One morning last week, Tru was having a rough time. I had sent him upstairs to get dressed for the day and he came back down completely naked except for one sock that was only half-way on. I told him that I would help him with his socks once he was dressed but he had it in his head that his socks needed to be on first. It became a battle of the wills. I remained calm while he screamed and cried and hit me.
It just so happened that I was on the phone with my mom while this whole thing was taking place. It isn't easy to have a phone conversation while your child clings to you sobbing about his socks. And while I was telling him again that he couldn't hit me, my mom said, "Brooke, why don't you strap him into his chair?"
I haven't strapped Truett into one of the booster seats in months and months.
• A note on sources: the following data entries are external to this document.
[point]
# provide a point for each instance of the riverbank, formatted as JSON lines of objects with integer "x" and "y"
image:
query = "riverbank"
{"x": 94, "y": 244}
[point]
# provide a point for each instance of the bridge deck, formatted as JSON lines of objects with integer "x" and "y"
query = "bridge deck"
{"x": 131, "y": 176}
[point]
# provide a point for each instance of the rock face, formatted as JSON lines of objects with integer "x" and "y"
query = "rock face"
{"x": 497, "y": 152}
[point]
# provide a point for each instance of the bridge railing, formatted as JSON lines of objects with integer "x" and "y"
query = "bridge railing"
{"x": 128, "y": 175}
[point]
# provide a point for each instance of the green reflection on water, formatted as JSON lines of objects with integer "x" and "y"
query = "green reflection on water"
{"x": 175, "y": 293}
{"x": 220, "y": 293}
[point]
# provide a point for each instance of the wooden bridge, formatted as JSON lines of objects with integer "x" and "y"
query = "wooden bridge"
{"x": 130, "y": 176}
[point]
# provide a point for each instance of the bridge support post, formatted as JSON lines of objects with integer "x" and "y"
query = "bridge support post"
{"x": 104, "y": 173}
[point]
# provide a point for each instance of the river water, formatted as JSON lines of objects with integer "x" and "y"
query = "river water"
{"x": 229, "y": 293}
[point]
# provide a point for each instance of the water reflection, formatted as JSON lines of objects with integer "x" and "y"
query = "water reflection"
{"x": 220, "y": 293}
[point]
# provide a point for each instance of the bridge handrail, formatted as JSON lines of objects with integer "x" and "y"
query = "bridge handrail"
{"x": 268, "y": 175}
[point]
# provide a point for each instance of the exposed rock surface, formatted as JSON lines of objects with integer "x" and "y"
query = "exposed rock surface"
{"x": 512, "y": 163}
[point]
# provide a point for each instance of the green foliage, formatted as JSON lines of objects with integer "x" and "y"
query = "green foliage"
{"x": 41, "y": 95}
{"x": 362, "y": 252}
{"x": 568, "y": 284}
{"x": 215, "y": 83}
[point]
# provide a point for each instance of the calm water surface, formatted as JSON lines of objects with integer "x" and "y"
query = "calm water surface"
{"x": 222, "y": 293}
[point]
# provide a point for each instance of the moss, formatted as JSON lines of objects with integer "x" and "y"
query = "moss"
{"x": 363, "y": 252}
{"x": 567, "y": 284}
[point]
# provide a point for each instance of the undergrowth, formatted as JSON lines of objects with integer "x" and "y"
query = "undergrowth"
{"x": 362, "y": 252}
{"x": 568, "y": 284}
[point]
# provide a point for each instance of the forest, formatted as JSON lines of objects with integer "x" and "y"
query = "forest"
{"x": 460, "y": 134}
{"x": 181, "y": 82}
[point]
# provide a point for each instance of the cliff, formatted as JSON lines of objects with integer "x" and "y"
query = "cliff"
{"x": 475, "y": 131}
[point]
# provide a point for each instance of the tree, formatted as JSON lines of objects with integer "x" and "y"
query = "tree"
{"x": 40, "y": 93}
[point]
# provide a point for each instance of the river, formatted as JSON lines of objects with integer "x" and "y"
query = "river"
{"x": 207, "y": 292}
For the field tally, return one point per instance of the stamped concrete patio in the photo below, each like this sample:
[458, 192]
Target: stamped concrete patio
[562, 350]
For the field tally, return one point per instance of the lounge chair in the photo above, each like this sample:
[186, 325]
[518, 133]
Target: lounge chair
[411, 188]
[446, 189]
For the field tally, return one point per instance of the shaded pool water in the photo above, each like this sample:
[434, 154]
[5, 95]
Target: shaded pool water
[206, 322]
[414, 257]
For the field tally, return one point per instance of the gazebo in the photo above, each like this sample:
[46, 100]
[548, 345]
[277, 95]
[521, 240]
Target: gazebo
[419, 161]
The only reason we still even have them on is because our chairs have fabric seats and we don't want the boys sitting on them until they're about 16. It hadn't even crossed my mind in the longest time to use it for discipline, but I thought, "why not" and picked him up. As soon as he realized where we were going the screams changed. Now instead of screaming about his socks he started screaming, "Don't put me in the chair naked! I'm naked! No! I'm so cold Mommy!"
Since that morning I've pulled the chair out several times and it has been effective. I put him in the hallway where he can't reach anything and where he can't see anyone and then I wait for him to stop yelling. Sometimes it takes a while but he gets there eventually and then we have a calm, short discussion about what he did to be put in the chair, what he can do next time instead, and what he needs to do to make it okay.
So thank you Mom for the suggestion of pulling out an old discipline method and thank you to the makers of my little booster seat. You have given me a new level of sanity.